El escrutinio definitivo habló y, finalmente, confirmó la contundencia de la victoria de Alberto Fernández. Con 48,24%, el ex jefe de gabinete logró la tercera mayor cosecha electoral del justicialismo desde 1983, detrás del 54,11% de CFK en 2011 y del 49,94% de Carlos Menem en 1995. A favor de Alberto, aquellas fueron reelecciones: se sabe, es más fácil competir desde el Estado, salvo para Mauricio Macri, primer presidente argentino y sudamericano que no logra su continuidad en el cargo (tercero de Latinoamérica y dentro del escaso 21% que a nivel mundial ostenta ese triste record). La mejor comparación es con el primer triunfo del riojano (47,49%), la anterior vez que el peronismo compitió desde el llano: el Frente de Todos obtuvo 0,75% más, y con un agregado: en aquel entonces, ya se había recuperado, dos años antes, la provincia de Buenos Aires y la Capital Federal no era aún Ciudad Autónoma. En esta oportunidad se consiguió el éxito contra las tres cajas más robustas alineadas en un mismo bando.

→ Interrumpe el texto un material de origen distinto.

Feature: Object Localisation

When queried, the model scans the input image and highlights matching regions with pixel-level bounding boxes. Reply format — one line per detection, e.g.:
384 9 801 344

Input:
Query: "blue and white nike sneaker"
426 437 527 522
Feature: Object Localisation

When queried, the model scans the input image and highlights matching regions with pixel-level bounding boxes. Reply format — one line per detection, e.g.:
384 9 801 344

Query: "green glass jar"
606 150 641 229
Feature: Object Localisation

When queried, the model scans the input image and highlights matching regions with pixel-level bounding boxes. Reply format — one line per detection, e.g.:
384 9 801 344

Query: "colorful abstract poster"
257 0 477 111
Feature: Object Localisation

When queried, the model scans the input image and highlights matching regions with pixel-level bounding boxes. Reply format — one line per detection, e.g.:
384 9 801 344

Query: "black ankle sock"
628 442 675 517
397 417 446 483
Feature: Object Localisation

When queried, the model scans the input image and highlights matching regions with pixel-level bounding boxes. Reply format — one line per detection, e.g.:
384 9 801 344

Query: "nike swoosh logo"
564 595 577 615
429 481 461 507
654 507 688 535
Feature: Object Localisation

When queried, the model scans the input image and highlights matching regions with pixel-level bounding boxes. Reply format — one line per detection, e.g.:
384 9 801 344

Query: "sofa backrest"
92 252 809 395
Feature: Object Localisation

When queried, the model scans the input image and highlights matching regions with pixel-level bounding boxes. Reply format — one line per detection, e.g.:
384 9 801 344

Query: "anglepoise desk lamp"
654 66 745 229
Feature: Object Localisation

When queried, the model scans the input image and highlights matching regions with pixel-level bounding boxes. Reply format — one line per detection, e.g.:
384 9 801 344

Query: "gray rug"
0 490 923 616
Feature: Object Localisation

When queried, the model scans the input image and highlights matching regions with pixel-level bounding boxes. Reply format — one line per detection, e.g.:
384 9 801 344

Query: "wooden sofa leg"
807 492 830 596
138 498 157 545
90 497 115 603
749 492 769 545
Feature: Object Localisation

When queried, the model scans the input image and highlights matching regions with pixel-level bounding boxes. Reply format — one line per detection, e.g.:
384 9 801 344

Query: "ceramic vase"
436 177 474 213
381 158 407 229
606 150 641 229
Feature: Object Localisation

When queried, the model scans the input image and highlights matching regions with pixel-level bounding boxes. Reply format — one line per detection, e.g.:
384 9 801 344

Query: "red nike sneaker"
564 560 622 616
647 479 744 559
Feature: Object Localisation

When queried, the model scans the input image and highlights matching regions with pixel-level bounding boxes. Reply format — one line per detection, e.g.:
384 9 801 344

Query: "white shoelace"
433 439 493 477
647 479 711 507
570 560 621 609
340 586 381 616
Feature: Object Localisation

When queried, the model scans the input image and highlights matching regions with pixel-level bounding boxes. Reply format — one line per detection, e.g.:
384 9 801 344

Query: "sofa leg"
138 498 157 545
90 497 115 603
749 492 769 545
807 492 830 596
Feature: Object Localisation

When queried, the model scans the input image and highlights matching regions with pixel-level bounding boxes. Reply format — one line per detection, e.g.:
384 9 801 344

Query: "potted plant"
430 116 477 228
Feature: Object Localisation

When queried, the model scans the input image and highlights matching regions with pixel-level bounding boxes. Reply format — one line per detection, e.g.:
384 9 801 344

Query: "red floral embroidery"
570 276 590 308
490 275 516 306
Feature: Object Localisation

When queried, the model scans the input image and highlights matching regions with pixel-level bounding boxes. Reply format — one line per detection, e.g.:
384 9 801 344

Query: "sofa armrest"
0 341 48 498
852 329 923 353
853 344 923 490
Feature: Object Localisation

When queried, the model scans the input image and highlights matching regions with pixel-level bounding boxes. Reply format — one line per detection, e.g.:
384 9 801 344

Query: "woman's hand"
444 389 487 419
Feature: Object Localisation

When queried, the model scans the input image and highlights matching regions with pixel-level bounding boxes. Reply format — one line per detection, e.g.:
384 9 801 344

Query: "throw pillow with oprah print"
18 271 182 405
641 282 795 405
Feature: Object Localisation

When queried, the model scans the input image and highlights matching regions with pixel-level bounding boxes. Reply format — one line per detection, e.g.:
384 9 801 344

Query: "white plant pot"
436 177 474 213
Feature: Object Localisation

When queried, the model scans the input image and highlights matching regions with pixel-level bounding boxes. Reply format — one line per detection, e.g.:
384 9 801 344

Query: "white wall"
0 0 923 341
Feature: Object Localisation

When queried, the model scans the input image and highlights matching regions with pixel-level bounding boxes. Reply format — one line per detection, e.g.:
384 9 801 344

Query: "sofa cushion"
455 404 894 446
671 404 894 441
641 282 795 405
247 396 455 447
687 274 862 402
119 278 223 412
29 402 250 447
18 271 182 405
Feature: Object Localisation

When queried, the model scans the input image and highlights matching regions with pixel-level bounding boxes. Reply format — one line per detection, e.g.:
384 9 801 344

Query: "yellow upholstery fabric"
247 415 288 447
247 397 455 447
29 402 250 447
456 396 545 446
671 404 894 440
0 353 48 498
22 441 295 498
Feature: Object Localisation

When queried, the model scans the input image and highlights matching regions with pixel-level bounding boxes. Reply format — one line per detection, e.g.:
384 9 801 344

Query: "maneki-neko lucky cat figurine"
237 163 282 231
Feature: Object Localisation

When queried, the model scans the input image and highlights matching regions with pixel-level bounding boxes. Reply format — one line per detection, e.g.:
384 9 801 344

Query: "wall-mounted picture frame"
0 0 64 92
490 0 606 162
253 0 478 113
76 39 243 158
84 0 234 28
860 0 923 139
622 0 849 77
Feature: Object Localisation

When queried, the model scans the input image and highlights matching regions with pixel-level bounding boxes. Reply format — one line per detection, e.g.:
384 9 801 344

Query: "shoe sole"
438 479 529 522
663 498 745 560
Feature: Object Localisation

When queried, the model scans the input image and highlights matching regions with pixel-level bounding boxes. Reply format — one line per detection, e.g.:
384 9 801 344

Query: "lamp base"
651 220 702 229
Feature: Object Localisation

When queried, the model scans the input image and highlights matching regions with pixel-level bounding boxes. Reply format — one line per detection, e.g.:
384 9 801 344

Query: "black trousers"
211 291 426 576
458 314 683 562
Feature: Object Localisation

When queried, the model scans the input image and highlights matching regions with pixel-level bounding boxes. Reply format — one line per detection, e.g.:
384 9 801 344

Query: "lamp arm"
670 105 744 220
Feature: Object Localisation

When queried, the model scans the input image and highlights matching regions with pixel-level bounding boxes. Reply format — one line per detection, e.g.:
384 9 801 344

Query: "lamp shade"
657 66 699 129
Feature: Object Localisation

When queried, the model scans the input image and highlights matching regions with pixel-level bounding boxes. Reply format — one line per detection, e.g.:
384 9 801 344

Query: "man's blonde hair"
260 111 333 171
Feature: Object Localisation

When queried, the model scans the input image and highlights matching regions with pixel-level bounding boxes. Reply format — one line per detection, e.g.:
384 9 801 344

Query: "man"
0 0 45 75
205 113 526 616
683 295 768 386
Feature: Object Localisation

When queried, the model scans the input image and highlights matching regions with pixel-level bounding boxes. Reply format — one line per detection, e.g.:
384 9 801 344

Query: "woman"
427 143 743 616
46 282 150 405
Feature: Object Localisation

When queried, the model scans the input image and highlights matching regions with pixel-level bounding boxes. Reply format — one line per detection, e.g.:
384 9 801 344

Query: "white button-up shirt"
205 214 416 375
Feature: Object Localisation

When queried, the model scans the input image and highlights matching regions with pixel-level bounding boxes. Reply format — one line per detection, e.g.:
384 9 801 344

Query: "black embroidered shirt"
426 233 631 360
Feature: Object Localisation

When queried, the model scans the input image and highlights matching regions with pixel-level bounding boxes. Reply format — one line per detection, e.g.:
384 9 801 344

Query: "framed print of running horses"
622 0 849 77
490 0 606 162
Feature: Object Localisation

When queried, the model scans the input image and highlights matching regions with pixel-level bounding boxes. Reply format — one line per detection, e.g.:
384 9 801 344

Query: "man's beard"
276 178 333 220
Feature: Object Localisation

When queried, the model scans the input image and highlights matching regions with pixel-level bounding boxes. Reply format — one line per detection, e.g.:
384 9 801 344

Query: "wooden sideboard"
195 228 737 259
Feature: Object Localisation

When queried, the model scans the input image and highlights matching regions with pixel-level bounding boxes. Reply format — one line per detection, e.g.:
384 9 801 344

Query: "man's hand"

En el cotejo en relación a otras experiencias opositoras triunfantes, los Fernández estuvieron apenas 0,13% abajo de Fernando De La Rúa 1999 (48,37%) y 14,09% arriba de Macri 2015 (34,15%), quien necesitó de balotaje para imponerse. Ambos a caballo de un territorio (CABA) y destronando a dos ciclos largos de poder (10 años de menemismo, 12 de kirchnerismo): esto ocurre a menos de cuatro. Y si bien, es cierto, la distancia entre primera y segunda fuerza ha sido la segunda más estrecha en 36 años de democracia (después de la consagración CEOcrática), a todos los atenuantes ya mencionados cabe agregar la billetera cómplice del FMI, ausente en los epílogos radicales previos, más generosa que nunca en la historia y con la yapa del permiso para violar la reglamentación del organismo. ¿Cómo habría llegado Macri sin eso, si llegaba?

Dicho sencillo, y con Manolo Barge: ¿van a entender los decepcionados la dimensión que tiene este resultado, o, puchero mediante, dejarán prendida la brasa de la resurrección neoliberal? Nada sirve más a tal propósito que subirle el precio a un paupérrimo examen del macrismo. Cualquier derrota que cueste más de u$s50 mil millones, como ésta, es una catástrofe.

Lo que no comprenden algunos en el llano, en la superestructura lo captaron al toque. Mientras Sergio Massa rosqueaba con Emilio Monzó los diputados que le faltan al oficialismo entrante para sortear dificultades en la cámara baja (en el Senado ya hay mayoría propia), Alberto tuvo un arranque como lo indica el manual peronista: política exterior y sindicalismo. En criollo: el poder no considera que 40% sea descollante porque, aunque no sea poco, no alcanza si lo de enfrente se mantiene unido asegurando su promedio histórico de +45%. Tal vez algunos ya lo pensaban así en 2017, cuando el macrismo en la cresta de su ola tampoco pudo superar ese número, y sea por eso que cerraron la canilla de deuda unos meses más tarde, iniciándose la debacle aún en curso.

La incógnita doméstica pasa por el comportamiento que adoptarán los vencidos. Si Fernández dedica esfuerzos a estabilizar la región y a congeniar con líderes del primer mundo es debido a que la venezuelización es la única alternativa que le queda a la oposición local (como se olió en la gira #SíSePuede) en el marco de la pax doméstica peronista y del consenso legislativo con una parte de los representantes ajenos que se anuncia. Se trata de desactivar malos ejemplos.

La liberación de Lula supone un retroceso fenomenal para la injerencia del Departamento de Estado norteamericano en la región, que se suma a la derrota de Macri acá, a los triunfos (antes) de Andrés Manuel López Obrador en México, al fracaso de Juan Guaidó en su intento de tomar el poder por la fuerza en Venezuela y a las reacciones populares que jaquean a Lenín Moreno en Ecuador y a Sebastián Piñera y al consenso neoliberal interpartidario en Chile. Así, resultan comprensibles los ataques constantes de Jair Bolsonaro a Alberto. Las dificultades que atraviesa Evo Morales en Bolivia pueden desalentar, pero es reflujo previo a las novedades brasileña y argentina, el presidente busca tiempo para desmovilizar a quienes lo impugnan. Su par argentino se dedica a sumar, sin posibilidad todavía de tener muchas precisiones, para contener. Lo que sea, canalizarlo institucionalmente. Afuera como adentro, con el llamado al pacto social.

Y si parece difícil (lo es), recordar que hace dos años escribíamos sobre hegemonía amarilla.